Rate and Term Refinance Versus Cash Out Refinance
Yesterday I was talking to a home owner that was toying with refinancing his property and had some questions that he needed answers. It surprised me that he wanted to know the
difference between Rate and Term Refinance versus Cash Out Refinance. The reason that this surprised me so much is that most people do not know this terminology unless they are in the business or currently in the process of doing a loan. In the case of this borrower, his was the latter.
So, basically, I broke Rate and Term down for the home owner in this simple statement; Rate and Term Refinance is typically accomplished when all that you are paying off is the existing loans that were used to purchase the home. In some cases lenders will also consider a Rate and Term Refinance when the second loan that is being paid off was acquired after the purchase and the money was used to improve the property. The latter clause is not a rule of thumb, so please check with your lender. Also, some lenders will allow up to $2000 in cash out or to pay off bills in this type of refinance.

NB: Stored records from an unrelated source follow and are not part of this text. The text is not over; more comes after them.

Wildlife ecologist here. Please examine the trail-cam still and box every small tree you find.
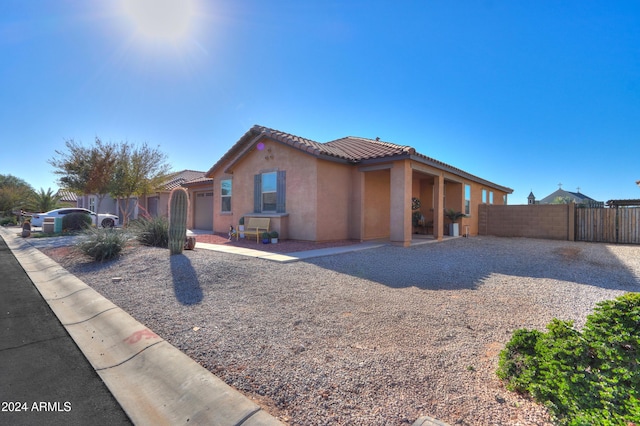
[49,138,118,226]
[110,142,171,226]
[444,208,465,224]
[0,174,34,216]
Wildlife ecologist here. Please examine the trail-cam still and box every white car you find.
[30,208,119,228]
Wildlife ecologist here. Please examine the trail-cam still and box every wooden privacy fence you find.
[575,207,640,244]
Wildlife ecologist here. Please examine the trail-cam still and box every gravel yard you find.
[40,236,640,425]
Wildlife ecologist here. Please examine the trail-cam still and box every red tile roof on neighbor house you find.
[56,189,77,203]
[207,125,512,193]
[182,175,213,187]
[161,170,207,191]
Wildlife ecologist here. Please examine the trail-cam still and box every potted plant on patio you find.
[261,231,271,244]
[444,208,465,237]
[270,230,279,244]
[411,197,425,234]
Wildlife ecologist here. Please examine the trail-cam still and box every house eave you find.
[410,154,513,194]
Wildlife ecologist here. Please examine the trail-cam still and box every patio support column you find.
[390,160,411,247]
[434,173,444,241]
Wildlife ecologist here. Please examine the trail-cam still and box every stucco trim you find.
[411,155,513,194]
[223,134,263,174]
[359,164,394,172]
[242,212,290,218]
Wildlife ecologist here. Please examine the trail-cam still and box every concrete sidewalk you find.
[0,227,283,426]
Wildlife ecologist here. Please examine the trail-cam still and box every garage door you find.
[194,191,213,230]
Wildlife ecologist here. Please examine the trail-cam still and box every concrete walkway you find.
[188,229,452,263]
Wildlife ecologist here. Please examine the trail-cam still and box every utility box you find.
[54,217,63,233]
[42,217,55,233]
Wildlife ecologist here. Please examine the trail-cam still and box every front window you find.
[465,184,471,215]
[221,179,232,212]
[489,191,494,204]
[89,197,96,212]
[482,189,487,203]
[261,172,277,212]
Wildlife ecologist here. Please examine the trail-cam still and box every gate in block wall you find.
[575,202,640,244]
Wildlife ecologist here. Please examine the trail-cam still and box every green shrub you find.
[129,216,168,248]
[497,293,640,425]
[0,216,17,226]
[62,212,92,231]
[76,228,130,262]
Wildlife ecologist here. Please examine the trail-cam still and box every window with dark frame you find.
[261,172,277,212]
[221,179,232,212]
[253,171,286,213]
[465,184,471,215]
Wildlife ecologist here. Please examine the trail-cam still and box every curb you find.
[1,228,283,426]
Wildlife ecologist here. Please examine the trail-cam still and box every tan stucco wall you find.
[316,159,352,241]
[363,169,391,239]
[209,137,320,240]
[390,160,412,245]
[349,168,364,240]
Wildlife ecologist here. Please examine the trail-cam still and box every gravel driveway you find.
[42,236,640,425]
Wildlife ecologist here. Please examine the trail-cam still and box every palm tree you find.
[31,188,60,213]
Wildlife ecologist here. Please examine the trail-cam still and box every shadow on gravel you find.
[170,254,203,305]
[306,237,640,292]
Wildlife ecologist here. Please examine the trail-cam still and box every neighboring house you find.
[78,170,208,222]
[77,193,127,216]
[191,125,512,246]
[530,187,602,206]
[55,189,77,207]
[143,170,209,219]
[182,175,214,230]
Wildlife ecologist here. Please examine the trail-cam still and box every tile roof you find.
[325,137,414,160]
[206,125,512,193]
[56,189,77,202]
[162,170,206,191]
[182,176,213,186]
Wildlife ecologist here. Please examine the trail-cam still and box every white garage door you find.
[194,191,213,230]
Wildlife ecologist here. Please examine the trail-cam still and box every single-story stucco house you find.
[144,169,209,218]
[186,125,513,246]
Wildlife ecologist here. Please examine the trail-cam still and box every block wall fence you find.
[478,203,575,241]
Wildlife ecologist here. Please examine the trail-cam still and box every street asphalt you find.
[0,235,132,426]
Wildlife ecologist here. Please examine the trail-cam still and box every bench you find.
[238,218,270,243]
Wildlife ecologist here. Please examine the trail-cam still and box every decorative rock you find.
[184,236,196,250]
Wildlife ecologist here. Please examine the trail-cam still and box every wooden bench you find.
[238,217,270,243]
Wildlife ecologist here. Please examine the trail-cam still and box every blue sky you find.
[1,0,639,204]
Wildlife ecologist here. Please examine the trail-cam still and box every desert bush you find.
[497,292,640,425]
[1,216,17,226]
[62,212,92,231]
[76,228,130,262]
[129,216,168,248]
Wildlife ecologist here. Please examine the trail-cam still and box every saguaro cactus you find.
[168,187,189,255]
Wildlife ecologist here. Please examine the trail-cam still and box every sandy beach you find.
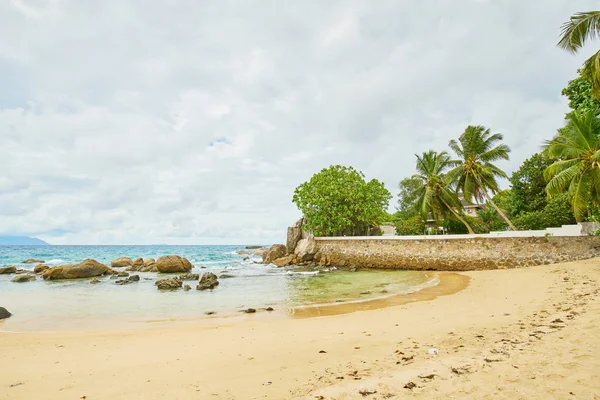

As for cash out, I am going to defer to PREP’s residential mortgage guru, Fred Chamberlin for his complete explanation of this product.
Now that you have the picture of both products, let me add this in for you. Typically, most lenders will offer a lower interest rate on a Rate and Term product. The difference will not be huge, but it could be an extra $25 to $50 in your packet each and every month, and that is huge in itself.